Bell SK, Bourgeois FC, Dong J, et al. Milbank Q. 2022;100:1121-1165.
Patients who access their electronic health record (EHR) through a patient portal have identified clinically relevant errors such as allergies, medications, or diagnostic errors. This study focused on patient-identified diagnostic safety blind spots in ambulatory care clinical notes. The largest category of blind spots was diagnostic misalignment.
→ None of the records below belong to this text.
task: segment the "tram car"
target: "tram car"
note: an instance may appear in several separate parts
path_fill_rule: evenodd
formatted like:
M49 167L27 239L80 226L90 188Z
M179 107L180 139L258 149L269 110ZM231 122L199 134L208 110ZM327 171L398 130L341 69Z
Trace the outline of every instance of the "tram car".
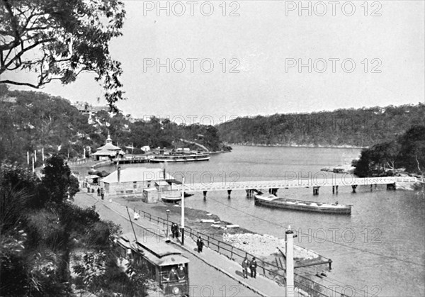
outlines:
M189 296L189 259L171 244L157 237L137 237L132 233L117 240L121 256L133 265L144 266L166 296Z

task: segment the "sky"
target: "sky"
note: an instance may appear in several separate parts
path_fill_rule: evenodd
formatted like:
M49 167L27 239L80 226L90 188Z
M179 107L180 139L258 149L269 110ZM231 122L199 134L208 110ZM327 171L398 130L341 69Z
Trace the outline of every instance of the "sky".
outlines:
M124 2L110 52L128 98L118 107L134 118L217 124L425 102L424 1ZM94 77L42 91L105 105Z

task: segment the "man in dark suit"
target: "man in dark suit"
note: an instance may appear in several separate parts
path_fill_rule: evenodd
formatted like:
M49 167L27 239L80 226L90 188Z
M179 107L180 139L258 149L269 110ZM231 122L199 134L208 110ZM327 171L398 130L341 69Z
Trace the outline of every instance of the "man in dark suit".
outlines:
M256 277L256 261L255 259L255 257L252 257L252 260L249 263L249 269L251 270L251 277L254 277L254 279Z

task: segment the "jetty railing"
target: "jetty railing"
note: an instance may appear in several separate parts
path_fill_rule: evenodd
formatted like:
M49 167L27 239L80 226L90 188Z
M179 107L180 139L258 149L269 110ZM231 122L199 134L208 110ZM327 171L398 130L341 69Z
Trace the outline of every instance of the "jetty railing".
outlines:
M135 208L134 208L134 211L136 212ZM144 211L137 210L137 211L140 217L143 217L144 219L157 223L157 224L162 224L164 228L166 228L166 226L167 228L170 228L171 226L171 221L170 220L167 220L166 219L156 215L152 215L151 213ZM217 240L213 236L203 233L191 227L185 227L185 233L186 235L188 235L191 240L194 242L196 242L198 237L200 236L203 238L203 240L204 240L205 245L210 250L217 252L220 254L222 254L230 259L238 263L242 263L245 257L247 257L248 258L256 257L249 252ZM256 257L256 258L257 257ZM323 262L317 263L317 264L328 264L329 262ZM264 261L261 259L257 259L257 273L259 274L276 281L279 286L285 285L285 268L283 267L281 264L279 265L278 262L274 264ZM295 288L298 289L299 293L301 295L306 295L312 297L343 296L340 292L338 292L332 288L328 288L326 286L319 284L300 274L294 274L294 285L295 286Z

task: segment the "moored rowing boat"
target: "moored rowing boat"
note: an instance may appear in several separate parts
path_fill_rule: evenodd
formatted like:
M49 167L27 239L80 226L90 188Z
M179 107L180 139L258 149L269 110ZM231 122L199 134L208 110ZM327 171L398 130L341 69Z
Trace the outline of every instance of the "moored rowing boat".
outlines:
M324 203L303 200L278 198L274 195L256 195L256 204L295 211L314 211L317 213L347 214L351 213L352 205Z

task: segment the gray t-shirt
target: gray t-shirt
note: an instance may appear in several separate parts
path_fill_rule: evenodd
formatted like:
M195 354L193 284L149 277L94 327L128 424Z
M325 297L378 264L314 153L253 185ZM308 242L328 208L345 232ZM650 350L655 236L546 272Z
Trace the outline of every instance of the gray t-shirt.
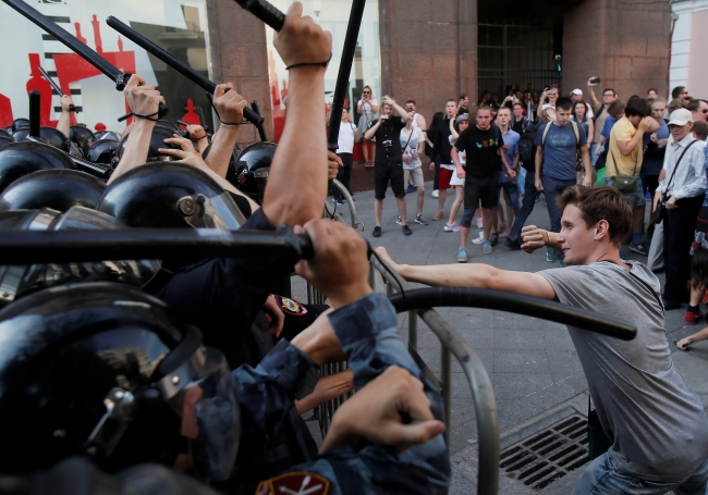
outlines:
M614 438L609 455L617 469L647 481L679 482L708 459L708 418L673 366L659 281L644 264L625 263L630 271L600 261L539 274L562 304L637 325L628 342L567 330L602 429Z

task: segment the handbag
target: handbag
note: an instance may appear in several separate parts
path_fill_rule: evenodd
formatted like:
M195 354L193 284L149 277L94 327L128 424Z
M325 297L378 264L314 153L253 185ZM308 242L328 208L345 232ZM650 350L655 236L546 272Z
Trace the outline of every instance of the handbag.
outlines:
M612 162L614 163L614 171L619 172L619 169L617 166L617 159L614 158L614 152L612 150L610 150L610 152L612 153ZM636 173L637 173L638 162L639 162L639 153L637 153L637 158L634 160L634 174L632 175L615 174L610 177L612 178L612 185L620 193L625 193L625 194L636 193L637 190Z
M587 457L590 460L608 451L613 441L605 433L600 418L595 409L590 409L590 397L587 398Z
M688 148L693 146L694 143L696 143L698 139L695 139L691 143L688 143L688 146L686 146L683 149L683 152L679 157L679 160L676 161L676 165L673 168L673 172L671 173L671 177L669 178L669 183L667 184L667 190L669 190L669 187L671 187L671 183L673 182L673 177L676 175L676 171L679 170L679 164L681 163L681 160L683 160L683 156L686 154L686 151L688 151ZM667 198L668 199L668 198ZM651 212L651 223L657 224L661 223L663 220L663 213L667 211L667 201L663 198L663 195L661 195L661 198L659 199L659 205L657 205L656 211Z

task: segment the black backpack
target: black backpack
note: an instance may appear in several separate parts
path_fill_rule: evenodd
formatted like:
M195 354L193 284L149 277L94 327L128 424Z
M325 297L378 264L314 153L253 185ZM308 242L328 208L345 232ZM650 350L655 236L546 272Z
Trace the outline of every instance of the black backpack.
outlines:
M536 157L536 134L540 123L534 123L521 135L518 139L518 159L522 163L534 163Z

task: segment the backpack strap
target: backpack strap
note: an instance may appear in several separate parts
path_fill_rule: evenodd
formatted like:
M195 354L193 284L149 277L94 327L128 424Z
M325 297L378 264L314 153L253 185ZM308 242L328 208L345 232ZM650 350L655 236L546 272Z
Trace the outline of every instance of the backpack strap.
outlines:
M573 133L575 134L575 148L581 149L581 133L577 128L577 122L571 121L571 125L573 126Z
M544 129L544 135L541 136L541 148L546 146L546 136L548 136L548 132L551 129L551 125L553 125L552 122L546 124L546 128Z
Many patients indicated they reported the errors to the clinicians, suggesting shared notes may increase patient and family engagement in safety.
Gleeson LL, Clyne B, Barlow JW, et al. Int J Pharm Pract. 2023;30:495-506.
Remote delivery of care, such as telehealth and e-prescribing, increased sharply at the beginning of the COVID-19 pandemic. This rapid review was conducted to determine the types and frequency of medication safety incidents associated with remote delivery of primary care prior to the pandemic. Fifteen articles were identified covering medication safety and e-prescribing; none of these studies associated medication safety and telehealth.
Rodgers S, Taylor AC, Roberts SA, et al. PLoS Med. 2022;19:e1004133.
Previous research found that a pharmacist-led information technology intervention (PINCER) reduced dangerous prescribing (i.e., medication monitoring and drug-disease errors) among a subset of primary care practices in the United Kingdom (UK). This longitudinal analysis examined the impact of the PINCER intervention after implementation across a large proportion of general practices in one region in the UK. Researchers found the PINCER intervention decreased dangerous prescribing by 17% and 15% at 6-month and 12-month follow-ups, particularly among dangerous prescribing related to gastrointestinal bleeding.